Computer and Machine Vision: Theory, Algorithms, Practicalities (previously entitled Machine Vision) clearly and systematically presents the basic methodology of computer and machine vision, covering the essential elements of the theory while emphasizing algorithmic and practical design constraints. This fully revised fourth edition has brought in more of the concepts and applications of computer vision, making it a very comprehensive and up-to-date tutorial text suitable for graduate students, researchers and R&D engineers working in this vibrant subject.

Key features include:

  • Practical examples and case studies give the 'ins and outs' of developing real-world vision systems, giving engineers the realities of implementing the principles in practice.
  • New chapters containing case studies on surveillance and driver assistance systems give practical methods on these cutting-edge applications in computer vision.
  • Necessary mathematics and essential theory are made approachable by careful explanations and well-illustrated examples.
  • Updated content and new sections cover topics such as human iris location, image stitching, line detection using RANSAC, performance measures, and hyperspectral imaging.
  • The 'recent developments' section now included in each chapter will be useful in bringing students and practitioners up to date with the subject.

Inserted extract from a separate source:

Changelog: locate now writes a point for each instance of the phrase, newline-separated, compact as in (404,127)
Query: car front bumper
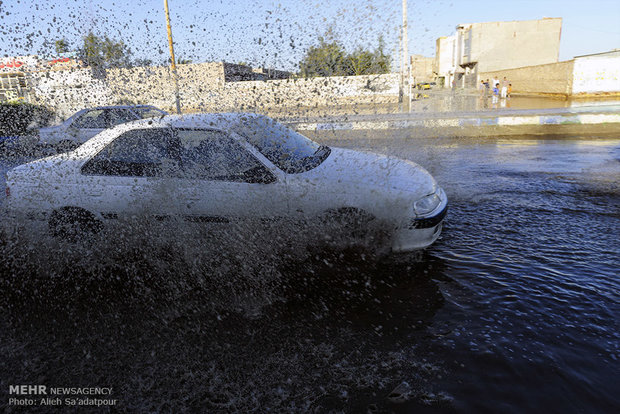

Roy Davies is Emeritus Professor of Machine Vision at Royal Holloway, University of London. He has worked on many aspects of vision, from feature detection to robust, real-time implementations of practical vision tasks. His interests include automated visual inspection, surveillance, vehicle guidance and crime detection. He has published more than 200 papers, and three books - Machine Vision: Theory, Algorithms, Practicalities (1990), Electronics, Noise and Signal Recovery (1993), and Image Processing for the Food Industry (2000); the first of these has been widely used internationally for more than 20 years, and is now out in this much enhanced fourth edition. Roy holds a DSc at the University of London, and has been awarded Distinguished Fellow of the British Machine Vision Association, and Fellow of the International Association of Pattern Recognition.




    • Mathematics and essential theory are made approachable by careful explanations and well-illustrated examples.
    • Updated content and new sections cover topics such as human iris location, image stitching, line detection using RANSAC, performance measures, and hyperspectral imaging.
    • The 'recent developments' section now included in each chapter will be useful in bringing students and practitioners up to date with the subject.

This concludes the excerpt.